The “liquid” in liquid biopsy most commonly refers to blood. However, the human body contains many other fluids and biological matrices that can be collected easily and non-invasively, whilst providing an important source of molecular information.
Saliva is one of the easiest to collect biofluids and is already used routinely for diagnostic purposes. It is a promising source of cancer biomarkers and has already been demonstrated to contain multiple different tumour biomarkers, particularly for head and neck cancers.
The standout feature of saliva-based liquid biopsy is the ease of sampling, which can be performed without specialist training or expensive equipment. This makes saliva a good candidate in the application of liquid biopsy in disease monitoring, as multiple repeat samples can easily be taken. The qualities of saliva also open up the possibility of point-of-care testing, with individuals collecting their own samples to be sent for analysis.
Interest in saliva-based cancer molecular diagnostics has also grown rapidly, with potential shown in disease detection and monitoring. Saliva is a particularly rich source of biomarkers relating to head and neck cancer.
Saliva-based liquid biopsy has also expanded to less obvious tumour types. Novel liquid biopsy platforms targeting saliva have been developed, such as electric field–induced release and measurement (EFIRM) for the detection of EGFR mutations directly from non-small cell lung cancer (NSCLC) patient saliva.
Sputum is the combination of saliva, phlegm, and mucus derived from the upper respiratory tract. Although sputum has many similarities with saliva, it has not seen as much development within liquid biopsy. Sampling of sputum can be performed using spontaneous production or through induction by inhalation of warm saline aerosol.
Urine is also a liquid that is straightforward to collect, with large volumes available compared to other types of liquid biopsy. As with saliva, the ease of collecting urine makes it suitable for disease monitoring using repeat samples. Compared to other fluids, urine contains smaller numbers of circulating cells, but it is a comprehensive source of other biomarkers such as circulating nucleic acids, proteins and extracellular vesicles.
As expected, the majority of urine liquid biopsy research has focused on urological cancers. Many of the biomarkers released from urological cancers are likely to drain directly into the urinary tract, making urine an ideal matrix for their detection and analysis.
Multiple studies have also explored urine liquid biopsies for less obvious cancer types. Mutations in the EGFR gene have been analysed in ctDNA derived from NSCLC patient urine. Several miRNAs have also been highlighted as potentially useful urine biomarkers for the early detection of gastric, colorectal, endometrial and ovarian cancer.

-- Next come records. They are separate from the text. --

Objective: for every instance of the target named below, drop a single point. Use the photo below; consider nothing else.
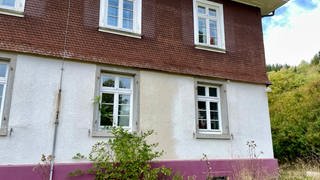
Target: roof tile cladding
(167, 43)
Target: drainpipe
(56, 122)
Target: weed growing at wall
(43, 168)
(126, 156)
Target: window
(115, 101)
(7, 66)
(211, 110)
(121, 17)
(209, 113)
(12, 7)
(209, 25)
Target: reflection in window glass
(213, 92)
(201, 10)
(208, 108)
(212, 12)
(10, 3)
(124, 83)
(115, 108)
(3, 70)
(108, 81)
(201, 91)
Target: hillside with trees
(294, 104)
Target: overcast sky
(293, 33)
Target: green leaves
(126, 156)
(295, 112)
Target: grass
(300, 171)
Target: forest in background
(294, 103)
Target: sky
(293, 33)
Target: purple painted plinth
(258, 168)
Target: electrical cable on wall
(56, 122)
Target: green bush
(126, 156)
(295, 112)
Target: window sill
(199, 135)
(3, 132)
(102, 133)
(210, 48)
(11, 12)
(120, 32)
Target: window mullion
(115, 109)
(208, 114)
(120, 15)
(208, 30)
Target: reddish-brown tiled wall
(167, 42)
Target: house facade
(191, 70)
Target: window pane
(128, 5)
(202, 30)
(213, 106)
(202, 124)
(201, 10)
(212, 13)
(112, 21)
(201, 91)
(124, 99)
(213, 33)
(107, 98)
(10, 3)
(202, 115)
(125, 83)
(127, 14)
(124, 110)
(114, 3)
(107, 81)
(112, 11)
(127, 24)
(213, 92)
(123, 120)
(201, 105)
(215, 125)
(106, 115)
(214, 115)
(3, 70)
(1, 91)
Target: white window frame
(17, 10)
(116, 91)
(220, 47)
(137, 11)
(4, 82)
(207, 99)
(223, 133)
(97, 131)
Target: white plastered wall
(167, 105)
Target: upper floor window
(121, 16)
(12, 7)
(209, 25)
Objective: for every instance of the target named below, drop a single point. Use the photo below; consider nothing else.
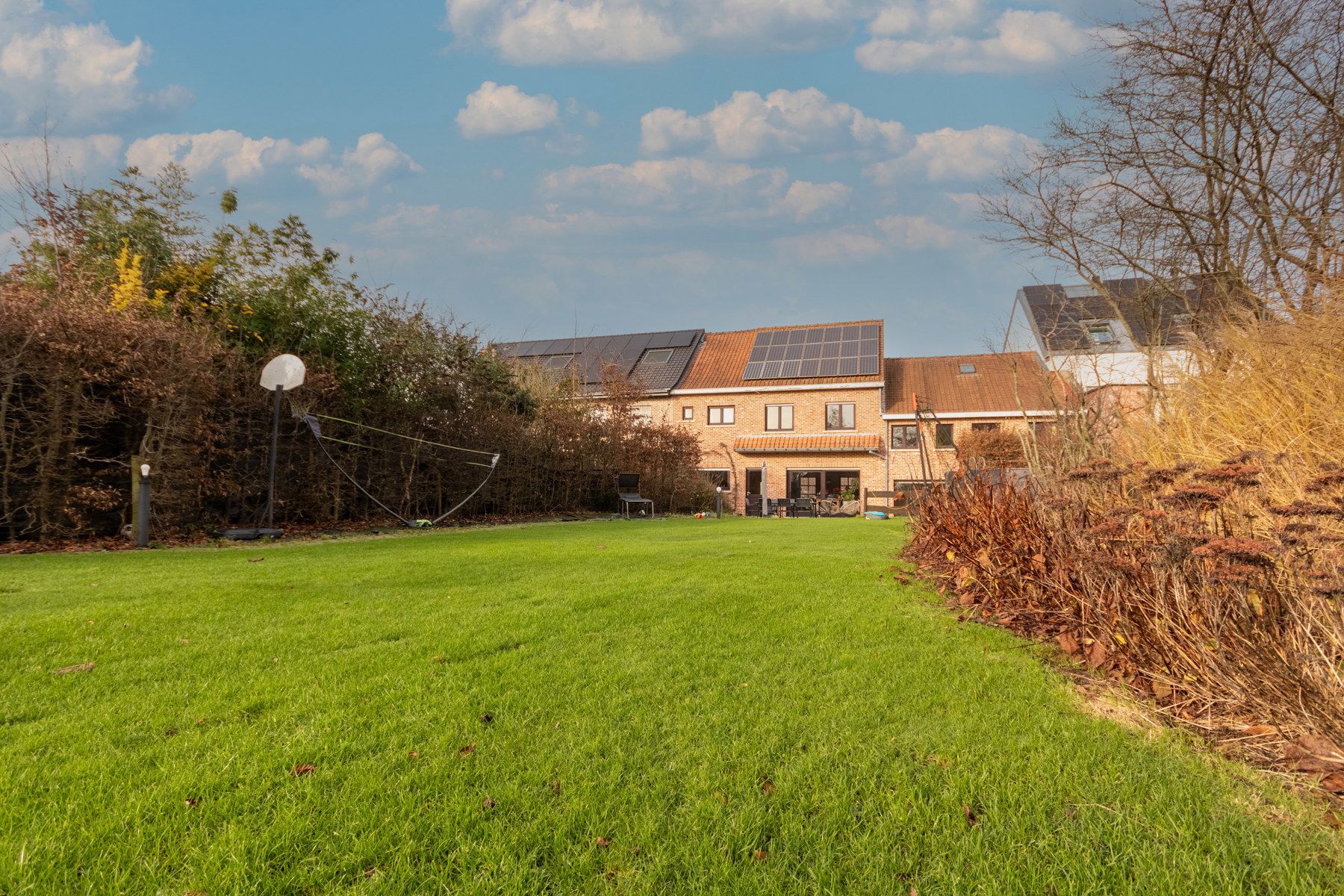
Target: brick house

Faeces consists of water, bacteria, food components and metabolites. Changes in the intestine are reflected in the composition of faeces, with hundreds of different types of metabolites (amino acids, lipids, triglycerides) discovered in stool samples.

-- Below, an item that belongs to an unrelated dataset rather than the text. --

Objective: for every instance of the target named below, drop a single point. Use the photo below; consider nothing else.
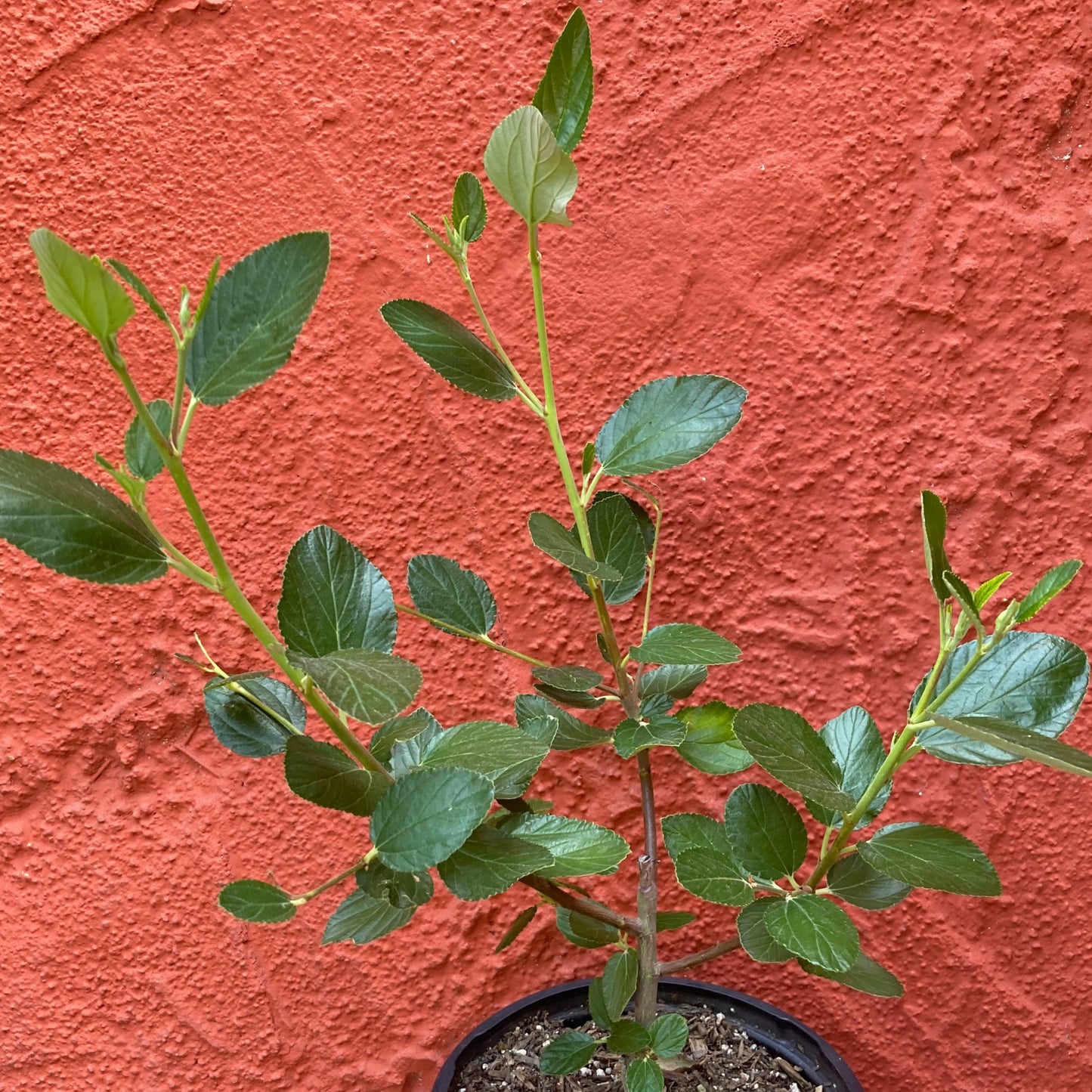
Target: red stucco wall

The presence of blood in a faecal occult blood test is used as a pre-cursor to a more invasive procedure such as a colonoscopy. By integrating a molecular component, the analysis of faeces could be translated into a sensitive and specific test that may reduce the need for these invasive procedures.
Sweat is secreted from the sweat glands onto the surface of the skin and its primary role is the thermoregulation of body temperature. In doing so, sweat also removes waste products from the body and is therefore a viable source of molecular biomarkers. Candidate biomarkers present in sweat include electrolytes, metabolites, hormones, proteins, nucleic acids, carbohydrates and urea.
The collection of sweat comes with the caveat of inducing sweat production in the individual it needs to be collected from. This can be done either by physical activity, usually at an increased room temperature, or through chemical means by applying alcohol and/or pH7 phosphate buffer to the skin.
Cerebrospinal fluid (CSF)
The gold standard for diagnosing and monitoring central nervous system (CNS) tumours is via imaging techniques. However, imaging doesn’t provide molecular information that can be crucial to therapeutic decision making. To compound matters, surgical sampling of malignancies of the central nervous system can be challenging. The tumours can be in hard-to-reach areas, and this may limit our ability to correctly characterise specimens.
It has recently been demonstrated that the detection of circulating tumour biomarkers in CSF can be used to characterise and monitor CNS malignancies. ctDNA is highly present in CSF (in larger amounts than plasma). Its analysis can inform therapeutic decision making and help track tumour evolution.
Bone marrow has been explored as a rich source of biomarkers from multiple cancer types including breast, prostate, lung and colorectal. Pleural effusions, collected from advanced lung malignancies, have shown to have increased levels of CTCs and extracellular vesicles.
The continuous growth and development of liquid biopsy has led to researchers exploring lesser well-known liquids in the pursuit of non-invasive diagnosis. One such instance is the use of the aqueous humor in the eye to address diagnostic problems within childhood retinoblastoma.